I’ve found Jekyll to work well for my needs, so I continue to use it without too much of a change from the previous site version. The biggest change is that I extracted the theme into a separate gem, instead of keeping it within the site code. I have two sites with the same design: in addition to this one, also my Estonian-language site. Previously, all the layout and CSS was duplicated to both sites, which is exactly as dumb as it sounds. Now I can remove the duplicate assets from both sites and they just link to the gem theme.

I considered publishing the gem theme, but am not choosing to do it right now, largely because I don’t want to distribute the full Calendas font in this fashion. If you find the theme interesting and would like to use it, though, do let me know and let’s work something out.

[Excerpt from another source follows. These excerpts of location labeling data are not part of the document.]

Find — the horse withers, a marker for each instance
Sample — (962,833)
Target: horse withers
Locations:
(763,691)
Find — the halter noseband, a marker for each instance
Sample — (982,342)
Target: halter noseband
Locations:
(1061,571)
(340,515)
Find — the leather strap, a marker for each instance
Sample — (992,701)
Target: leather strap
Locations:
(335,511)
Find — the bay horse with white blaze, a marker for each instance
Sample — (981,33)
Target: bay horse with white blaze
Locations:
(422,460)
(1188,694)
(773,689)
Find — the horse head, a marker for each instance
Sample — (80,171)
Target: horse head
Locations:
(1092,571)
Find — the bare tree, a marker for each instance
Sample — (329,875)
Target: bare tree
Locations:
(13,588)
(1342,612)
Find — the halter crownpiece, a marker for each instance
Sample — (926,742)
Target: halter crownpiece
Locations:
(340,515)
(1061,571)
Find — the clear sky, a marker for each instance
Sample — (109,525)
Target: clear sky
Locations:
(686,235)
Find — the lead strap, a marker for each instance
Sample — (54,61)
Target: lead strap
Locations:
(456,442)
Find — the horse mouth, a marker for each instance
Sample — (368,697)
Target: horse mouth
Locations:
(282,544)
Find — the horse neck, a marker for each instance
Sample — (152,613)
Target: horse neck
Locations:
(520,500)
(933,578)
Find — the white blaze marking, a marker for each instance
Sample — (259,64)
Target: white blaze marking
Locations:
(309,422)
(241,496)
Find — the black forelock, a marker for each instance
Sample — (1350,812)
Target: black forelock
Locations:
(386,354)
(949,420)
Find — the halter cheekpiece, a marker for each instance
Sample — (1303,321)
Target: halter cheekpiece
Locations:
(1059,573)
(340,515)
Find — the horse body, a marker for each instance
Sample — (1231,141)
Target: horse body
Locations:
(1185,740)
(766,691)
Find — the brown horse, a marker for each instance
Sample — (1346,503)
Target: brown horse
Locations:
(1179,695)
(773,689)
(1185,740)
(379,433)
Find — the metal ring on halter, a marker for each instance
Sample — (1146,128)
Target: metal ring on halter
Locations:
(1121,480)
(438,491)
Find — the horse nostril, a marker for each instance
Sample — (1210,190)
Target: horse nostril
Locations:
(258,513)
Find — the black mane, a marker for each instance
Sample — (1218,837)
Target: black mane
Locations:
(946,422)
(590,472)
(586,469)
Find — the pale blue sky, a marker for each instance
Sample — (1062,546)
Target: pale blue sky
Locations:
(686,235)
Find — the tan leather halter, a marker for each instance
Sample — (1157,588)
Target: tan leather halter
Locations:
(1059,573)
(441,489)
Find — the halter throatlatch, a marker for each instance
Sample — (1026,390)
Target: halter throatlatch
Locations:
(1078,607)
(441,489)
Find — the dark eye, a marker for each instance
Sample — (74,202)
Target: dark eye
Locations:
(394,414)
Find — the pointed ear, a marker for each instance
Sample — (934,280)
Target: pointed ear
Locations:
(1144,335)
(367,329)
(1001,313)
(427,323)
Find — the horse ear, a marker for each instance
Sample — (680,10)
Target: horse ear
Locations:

The one workflow issue that I found with gem themes: if you edit any embedded assets, Jekyll can live-rebuild the site while the development server is running. If you edit the files of a gem theme, though, Jekyll doesn’t pick that up automatically, which means you’d have to manually trigger a rebuild, which is dumb. So during development, I ended up copying the assets over to the site, edit them, and after the session is done, copy them back into the theme for version control. Which is dumb. I wish there was a cleaner way to do this.

Let me know

Please do let me know if you spot any bugs with the new design. I did try to test the site extensively on the platforms that I care about (mostly meaning Apple computers and devices, and some Windows), but I’m sure there are bugs here and there.